To address this challenge, we undertook the implementation of a complete ETL pipeline
aligned with the OMOP Common Data Model (CDM) version 5.4, an internationally
recognized framework for standardizing health data. Our objective was to transform,
standardize, and integrate patient data from the pulmonology department of this hospital into a
database compliant with the FAIR (Findable, Accessible, Interoperable, Reusable) principles
to facilitate their reuse for research, clinical management, and patient monitoring.
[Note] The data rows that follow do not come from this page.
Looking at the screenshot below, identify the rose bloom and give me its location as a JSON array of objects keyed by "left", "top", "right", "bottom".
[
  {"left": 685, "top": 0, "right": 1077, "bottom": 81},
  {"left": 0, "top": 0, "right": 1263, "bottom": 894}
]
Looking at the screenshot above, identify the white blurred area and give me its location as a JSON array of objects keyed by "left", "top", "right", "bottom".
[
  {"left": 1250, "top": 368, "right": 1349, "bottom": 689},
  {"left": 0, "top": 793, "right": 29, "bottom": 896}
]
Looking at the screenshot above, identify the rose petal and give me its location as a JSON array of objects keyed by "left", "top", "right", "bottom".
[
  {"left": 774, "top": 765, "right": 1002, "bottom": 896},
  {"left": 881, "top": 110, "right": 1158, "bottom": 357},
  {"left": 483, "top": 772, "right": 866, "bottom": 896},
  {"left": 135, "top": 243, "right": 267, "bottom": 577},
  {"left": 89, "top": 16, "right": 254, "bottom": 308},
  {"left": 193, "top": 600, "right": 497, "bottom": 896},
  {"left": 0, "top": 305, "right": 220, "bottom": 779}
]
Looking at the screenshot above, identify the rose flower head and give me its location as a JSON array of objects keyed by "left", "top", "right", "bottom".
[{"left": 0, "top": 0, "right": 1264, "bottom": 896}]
This
approach aimed to improve the quality of hospital data, strengthen its interoperability with
other systems, and lay the foundation for advanced use in data science for healthcare.
We made use of patient level dataset on Respiratory illness, which included more than 120
variables covering a wide range of clinical and administrative variables such as
sociodemographic data, medical history, clinical signs and symptoms, laboratory results, final
and secondary diagnoses, and medical observations, as well as information on hospital stays.
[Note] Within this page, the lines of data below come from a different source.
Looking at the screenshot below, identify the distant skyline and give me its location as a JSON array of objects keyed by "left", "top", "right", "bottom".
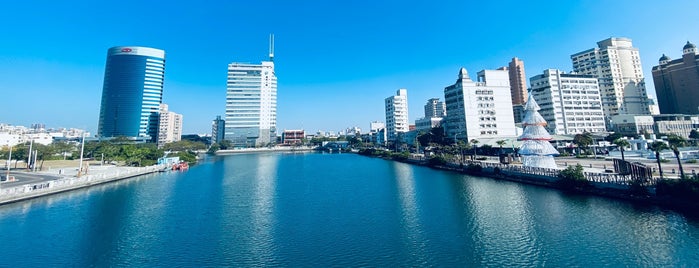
[{"left": 0, "top": 0, "right": 699, "bottom": 134}]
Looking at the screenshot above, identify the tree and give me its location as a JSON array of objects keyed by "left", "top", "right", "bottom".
[
  {"left": 495, "top": 140, "right": 507, "bottom": 154},
  {"left": 604, "top": 132, "right": 624, "bottom": 143},
  {"left": 471, "top": 139, "right": 479, "bottom": 160},
  {"left": 613, "top": 138, "right": 631, "bottom": 161},
  {"left": 417, "top": 126, "right": 450, "bottom": 147},
  {"left": 689, "top": 129, "right": 699, "bottom": 146},
  {"left": 456, "top": 141, "right": 471, "bottom": 164},
  {"left": 667, "top": 134, "right": 687, "bottom": 179},
  {"left": 573, "top": 132, "right": 595, "bottom": 154},
  {"left": 650, "top": 141, "right": 669, "bottom": 179}
]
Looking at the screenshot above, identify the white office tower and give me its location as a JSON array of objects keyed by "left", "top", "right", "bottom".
[
  {"left": 442, "top": 68, "right": 517, "bottom": 140},
  {"left": 385, "top": 88, "right": 409, "bottom": 141},
  {"left": 529, "top": 69, "right": 607, "bottom": 135},
  {"left": 570, "top": 38, "right": 650, "bottom": 124},
  {"left": 519, "top": 94, "right": 558, "bottom": 168},
  {"left": 225, "top": 37, "right": 277, "bottom": 147},
  {"left": 425, "top": 98, "right": 447, "bottom": 118},
  {"left": 158, "top": 104, "right": 182, "bottom": 148}
]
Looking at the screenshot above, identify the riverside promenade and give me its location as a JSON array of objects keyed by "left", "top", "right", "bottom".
[{"left": 0, "top": 165, "right": 166, "bottom": 205}]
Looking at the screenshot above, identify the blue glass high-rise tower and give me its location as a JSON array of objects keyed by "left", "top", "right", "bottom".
[{"left": 97, "top": 46, "right": 165, "bottom": 142}]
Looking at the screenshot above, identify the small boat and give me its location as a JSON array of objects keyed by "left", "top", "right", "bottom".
[{"left": 172, "top": 162, "right": 189, "bottom": 170}]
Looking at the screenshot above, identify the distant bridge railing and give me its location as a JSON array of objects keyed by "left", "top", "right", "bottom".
[{"left": 448, "top": 160, "right": 658, "bottom": 186}]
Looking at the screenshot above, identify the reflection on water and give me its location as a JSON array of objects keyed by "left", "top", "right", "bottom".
[
  {"left": 393, "top": 160, "right": 426, "bottom": 263},
  {"left": 0, "top": 154, "right": 699, "bottom": 267},
  {"left": 250, "top": 154, "right": 279, "bottom": 263}
]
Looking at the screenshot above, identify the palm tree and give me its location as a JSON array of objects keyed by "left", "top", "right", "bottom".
[
  {"left": 667, "top": 134, "right": 687, "bottom": 179},
  {"left": 471, "top": 139, "right": 479, "bottom": 160},
  {"left": 650, "top": 141, "right": 669, "bottom": 179},
  {"left": 613, "top": 138, "right": 631, "bottom": 161},
  {"left": 456, "top": 141, "right": 471, "bottom": 164},
  {"left": 495, "top": 140, "right": 507, "bottom": 154}
]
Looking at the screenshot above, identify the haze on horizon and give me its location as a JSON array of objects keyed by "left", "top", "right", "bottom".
[{"left": 0, "top": 0, "right": 699, "bottom": 134}]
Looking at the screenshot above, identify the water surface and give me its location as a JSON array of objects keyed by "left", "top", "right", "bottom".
[{"left": 0, "top": 153, "right": 699, "bottom": 267}]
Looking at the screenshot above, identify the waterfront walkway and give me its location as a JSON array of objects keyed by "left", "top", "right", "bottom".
[{"left": 0, "top": 165, "right": 166, "bottom": 205}]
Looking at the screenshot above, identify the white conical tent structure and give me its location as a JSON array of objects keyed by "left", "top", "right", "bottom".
[{"left": 519, "top": 94, "right": 558, "bottom": 168}]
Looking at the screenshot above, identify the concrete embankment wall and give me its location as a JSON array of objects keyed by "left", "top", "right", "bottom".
[
  {"left": 216, "top": 147, "right": 315, "bottom": 155},
  {"left": 0, "top": 165, "right": 165, "bottom": 205}
]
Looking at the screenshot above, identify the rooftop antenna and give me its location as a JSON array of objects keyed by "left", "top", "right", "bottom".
[{"left": 269, "top": 34, "right": 274, "bottom": 61}]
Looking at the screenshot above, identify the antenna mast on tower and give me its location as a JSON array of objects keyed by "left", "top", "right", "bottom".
[{"left": 269, "top": 34, "right": 274, "bottom": 61}]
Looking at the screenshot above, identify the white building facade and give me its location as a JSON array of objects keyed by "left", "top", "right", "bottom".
[
  {"left": 443, "top": 68, "right": 516, "bottom": 140},
  {"left": 570, "top": 37, "right": 650, "bottom": 124},
  {"left": 225, "top": 61, "right": 277, "bottom": 147},
  {"left": 158, "top": 104, "right": 182, "bottom": 148},
  {"left": 425, "top": 98, "right": 447, "bottom": 118},
  {"left": 530, "top": 69, "right": 606, "bottom": 135},
  {"left": 384, "top": 88, "right": 409, "bottom": 141}
]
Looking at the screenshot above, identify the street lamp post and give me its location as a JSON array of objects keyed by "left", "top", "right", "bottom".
[
  {"left": 78, "top": 132, "right": 85, "bottom": 177},
  {"left": 5, "top": 143, "right": 12, "bottom": 180}
]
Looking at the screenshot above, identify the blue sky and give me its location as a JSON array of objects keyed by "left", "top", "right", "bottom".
[{"left": 0, "top": 0, "right": 699, "bottom": 133}]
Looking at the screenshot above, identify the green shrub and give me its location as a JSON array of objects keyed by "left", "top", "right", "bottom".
[
  {"left": 556, "top": 164, "right": 590, "bottom": 189},
  {"left": 466, "top": 164, "right": 483, "bottom": 174},
  {"left": 427, "top": 156, "right": 447, "bottom": 167},
  {"left": 656, "top": 177, "right": 699, "bottom": 202}
]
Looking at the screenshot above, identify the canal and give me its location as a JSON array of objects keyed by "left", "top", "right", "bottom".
[{"left": 0, "top": 153, "right": 699, "bottom": 267}]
This data was extracted from datasheets, medical records, and papers, presenting varied forms,
heterogeneous levels of completeness, and missing observations.
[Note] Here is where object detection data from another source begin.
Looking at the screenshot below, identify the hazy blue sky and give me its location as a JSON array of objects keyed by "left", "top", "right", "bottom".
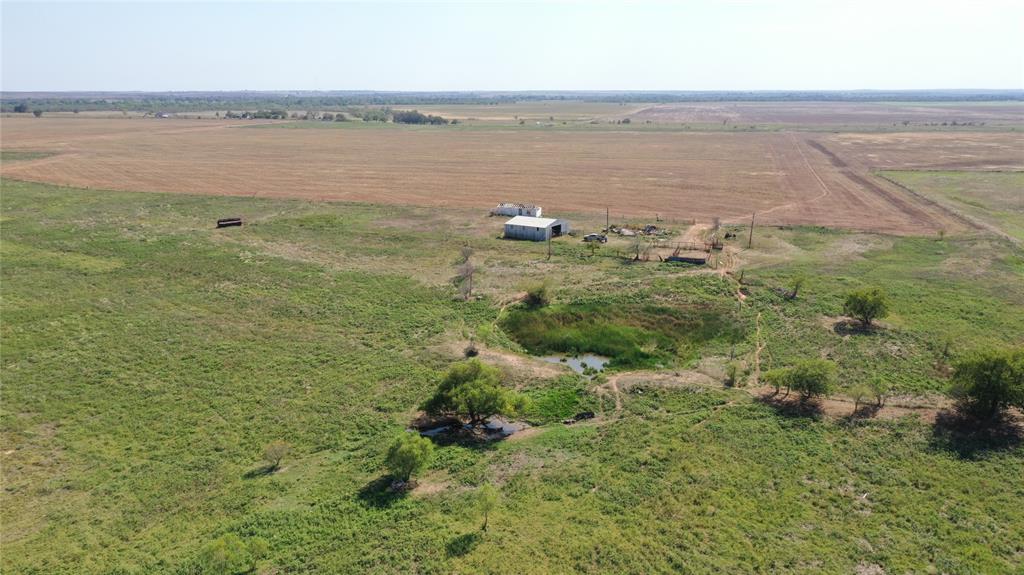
[{"left": 0, "top": 0, "right": 1024, "bottom": 90}]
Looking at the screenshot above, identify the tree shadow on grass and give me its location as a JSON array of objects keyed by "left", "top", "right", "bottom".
[
  {"left": 833, "top": 318, "right": 886, "bottom": 336},
  {"left": 843, "top": 403, "right": 882, "bottom": 425},
  {"left": 757, "top": 386, "right": 823, "bottom": 419},
  {"left": 929, "top": 409, "right": 1024, "bottom": 460},
  {"left": 444, "top": 531, "right": 480, "bottom": 557},
  {"left": 242, "top": 466, "right": 278, "bottom": 479},
  {"left": 358, "top": 475, "right": 415, "bottom": 508}
]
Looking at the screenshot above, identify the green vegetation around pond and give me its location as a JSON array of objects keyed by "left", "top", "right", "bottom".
[
  {"left": 0, "top": 180, "right": 1024, "bottom": 575},
  {"left": 502, "top": 303, "right": 743, "bottom": 368}
]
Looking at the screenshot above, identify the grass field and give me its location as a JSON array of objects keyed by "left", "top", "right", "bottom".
[{"left": 0, "top": 177, "right": 1024, "bottom": 574}]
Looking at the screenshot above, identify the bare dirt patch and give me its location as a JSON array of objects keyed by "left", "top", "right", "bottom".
[{"left": 2, "top": 118, "right": 1007, "bottom": 233}]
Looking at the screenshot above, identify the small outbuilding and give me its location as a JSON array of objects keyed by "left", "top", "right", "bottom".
[
  {"left": 505, "top": 216, "right": 569, "bottom": 241},
  {"left": 490, "top": 202, "right": 544, "bottom": 218}
]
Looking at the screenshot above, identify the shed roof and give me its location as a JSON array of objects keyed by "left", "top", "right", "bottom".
[{"left": 505, "top": 216, "right": 558, "bottom": 227}]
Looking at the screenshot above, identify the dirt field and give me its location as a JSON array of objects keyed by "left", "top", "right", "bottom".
[
  {"left": 2, "top": 118, "right": 1024, "bottom": 233},
  {"left": 631, "top": 102, "right": 1024, "bottom": 127}
]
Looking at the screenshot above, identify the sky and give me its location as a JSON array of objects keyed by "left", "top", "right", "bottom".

To standardize this data, we made use of a number of OHDSI tools such as: WhiteRabbit for
data profiling, USAGI for vocabulary mapping from our source vocabularies to OMOP
standardized concepts/vocabularies and Rabbit in a Hat for data mapping of the source tables
to the standard OMOP CDM tables, including: Person, drug_exposure, Measurement,
visit_occurrence, condition_occurrence, and observation. The concepts used in the mappings
were derived from SNOMED, LOINC, and RxNORM vocabularies, while integrating
adaptations specific to the local context.
The ETL pipeline of this data was based on SQL skeleton files exported from Rabbit in Hat
after the data mapping. These scripts were then customized using pgAdmin interface for
PostgreSQL. After creating the OMOP tables using scripts from OHDSI's GitHub, we loaded
our transformed data into the OMOP PostgreSQL databases, structuring them in accordance
with the model.
To ensure the quality and compliance of our standardized database, we used the Achilles tool
(developed in R), which automatically checked the completeness, conformance, and
plausibility of the transformed data. This tool achieved an overall data quality score of 97%,
thus attesting to the reliability of the ETL pipeline and the robustness of the database.
Standardizing Respiratory illness data to OMOP CDM in the African context is a novel and
promising field that will set pace for collaboration, data sharing and interoperability across
health systems. This work made it possible to establish a standardized database that meets all
FAIR requirements and is ready to be used for analysis, clinical research, and data science, thus
opening up a perspective for decision-makers who can benefit from data-driven decisions to
improve pulmonology care practices in Cameroon.